There are two immediate reasons the player needs to explore the Mines of Esteria. The first is to acquire the third Book of Ys, and the second is to acquire the Darm Key necessary to open the way to the final three books. In addition to these, the Mines are where the game's antagonist hid the Silver Armor required for the final boss, and where the player can find the Roda Seed. This last item is what enables them to speak with the massive Roda Trees on the overworld, which will eventually let the player dig up the Silver Sword from within their roots.

While the player can enter Darm Tower as soon as they have the third book and the corresponding key, doing so locks them off from ever returning to Esteria. To ensure that the player has all of the Silver equipment before proceeding, the last boss faced before entering Darm acts as an equipment check—in other words, it's supposed to be impossible to defeat without the Silver Sword, Silver Armor, and Silver Shield. And for some, it's just impossible to defeat in general.

Conceptually, Vagullion is similar to the Yellow Devil of Rockman fame. The boss begins as a single enemy, then splits into a swarm of bats that fly across the room to attack the player. Vagullion is only vulnerable in its unified form and only for a few frames, and like Nygtilger has a form of contact damage that will harm the player if they bump into its upper body. The pattern the player finds themselves pinned into is to hang close to the swarm, teasing it into attacking Adol, before darting away as it closes in and repeating this process until Vagullion reforms.

While simple in theory, there are several wrinkles to executing this strategy. First, while Vagullion is balanced around level 17, these are the player's naked stats at that level:
HP 85
ST 42
DF 35
And these are Vagullion's stats:
HP 150
ST 75
DF 56
For comparison, these are the player's stats with the fairly-average setup of Talwar, Small Shield, and Reflex Armor:
HP 85
STR 58
DF 45
Vagullion's numbers are dramatically inflated for the purposes of the equipment check, and even with the Silver equipment the bat's output is devastating:
HP 85
ST 74
DF 67
Vagullion goes from taking off a third of the player's Hit Points with each attack to shaving off 11%, but his swarm is also designed to get in two to three hits every time it makes contact, which provides the player with very little room to learn the boss' pattern before eating a Game Over. The player takes 12% off Vagullion with each hit and can bump that up to 24% with the right positioning, so they only need five clean hits to end the battle, but getting those hits in can be difficult because of one other property—Vagullion can feint the player.

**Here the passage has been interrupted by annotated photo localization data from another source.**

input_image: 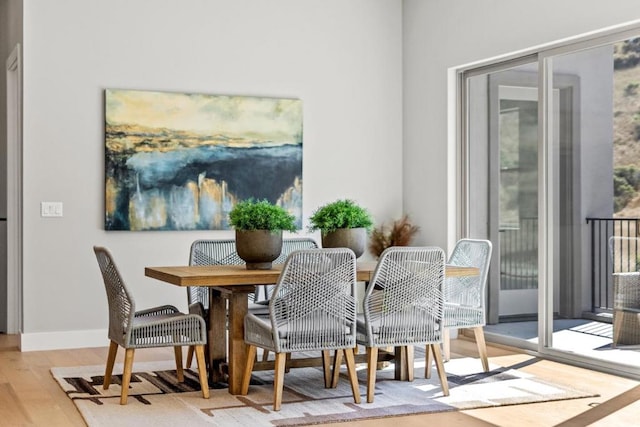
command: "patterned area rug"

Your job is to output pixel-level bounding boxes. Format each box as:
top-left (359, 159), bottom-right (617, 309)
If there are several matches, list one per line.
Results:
top-left (51, 355), bottom-right (596, 426)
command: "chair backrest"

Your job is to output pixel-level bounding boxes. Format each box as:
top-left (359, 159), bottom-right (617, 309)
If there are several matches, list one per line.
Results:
top-left (609, 236), bottom-right (640, 273)
top-left (267, 248), bottom-right (356, 353)
top-left (277, 237), bottom-right (320, 263)
top-left (361, 246), bottom-right (446, 347)
top-left (189, 238), bottom-right (243, 266)
top-left (93, 246), bottom-right (135, 346)
top-left (188, 237), bottom-right (319, 307)
top-left (188, 239), bottom-right (243, 308)
top-left (445, 239), bottom-right (492, 312)
top-left (261, 237), bottom-right (319, 301)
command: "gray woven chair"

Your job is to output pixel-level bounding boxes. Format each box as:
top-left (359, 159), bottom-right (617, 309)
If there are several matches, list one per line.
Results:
top-left (187, 238), bottom-right (242, 318)
top-left (93, 246), bottom-right (209, 405)
top-left (356, 246), bottom-right (449, 403)
top-left (185, 237), bottom-right (319, 367)
top-left (440, 239), bottom-right (492, 372)
top-left (608, 236), bottom-right (640, 347)
top-left (257, 237), bottom-right (320, 304)
top-left (240, 248), bottom-right (361, 411)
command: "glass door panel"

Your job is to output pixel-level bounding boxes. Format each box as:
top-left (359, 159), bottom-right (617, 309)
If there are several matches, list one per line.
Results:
top-left (467, 62), bottom-right (540, 341)
top-left (548, 41), bottom-right (640, 368)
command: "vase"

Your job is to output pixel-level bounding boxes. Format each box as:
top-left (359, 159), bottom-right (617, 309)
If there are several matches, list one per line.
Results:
top-left (235, 230), bottom-right (283, 270)
top-left (321, 227), bottom-right (366, 258)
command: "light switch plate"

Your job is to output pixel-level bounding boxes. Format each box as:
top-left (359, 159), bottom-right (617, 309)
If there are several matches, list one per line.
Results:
top-left (41, 201), bottom-right (63, 217)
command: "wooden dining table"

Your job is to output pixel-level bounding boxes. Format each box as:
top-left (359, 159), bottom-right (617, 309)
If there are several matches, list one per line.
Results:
top-left (145, 261), bottom-right (479, 395)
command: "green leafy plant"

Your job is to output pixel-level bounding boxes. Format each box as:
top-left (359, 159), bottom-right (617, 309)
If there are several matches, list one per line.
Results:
top-left (308, 199), bottom-right (373, 235)
top-left (229, 199), bottom-right (296, 232)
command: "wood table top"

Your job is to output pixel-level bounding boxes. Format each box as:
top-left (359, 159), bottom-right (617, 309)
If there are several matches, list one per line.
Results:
top-left (145, 262), bottom-right (479, 287)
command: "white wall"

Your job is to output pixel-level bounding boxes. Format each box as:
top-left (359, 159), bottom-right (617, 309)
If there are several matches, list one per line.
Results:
top-left (19, 0), bottom-right (640, 351)
top-left (19, 0), bottom-right (403, 349)
top-left (404, 0), bottom-right (640, 251)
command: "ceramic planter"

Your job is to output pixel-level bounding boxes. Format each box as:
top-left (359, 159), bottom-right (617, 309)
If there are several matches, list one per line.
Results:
top-left (235, 229), bottom-right (283, 270)
top-left (321, 227), bottom-right (366, 258)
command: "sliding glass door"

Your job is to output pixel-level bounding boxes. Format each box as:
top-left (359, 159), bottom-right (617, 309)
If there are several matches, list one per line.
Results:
top-left (460, 26), bottom-right (640, 375)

The swarm is not required to reform unless the player is sufficiently far away. Thus the player that tries to simply pull away and loop right back, expecting the converging swarm to become a vulnerable Vagullion, gets a nasty surprise when it stops reuniting and instead begins chasing a player that's walking right into its trap. The probability of Vagullion feinting is determined by how far Adol is from the boss when it starts reforming, which director Iwamasa later recalled as being an addition to Vagullion's pattern created by Hasegawa Hiroshi, the second main programmer of Ys I & II. This behavior discourages the player from puppyguarding the boss, and introduces an element of randomness to its pattern that prevents it from being the exact same fight every time.

The combination of high stats, stringent equipment requirements, semi-random attack pattern, brief phases of vulnerability, and contact damage, all make Vagullion one of the most infamous bosses in Ys. It's not the most difficult boss found in the duology, but it is the one that claimed the most casualties in terms of unfinished playthroughs. It's difficult to say if the boss was supposed to be that hard—but at least when rebalancing the game for its "definitive" overseas release, Iwamasa did not see fit to make any adjustments other than the pattern changes Hasegawa came up with, whereas at least one later Ys I boss saw its stats modified and almost all major encounters of Ys II got an overhaul.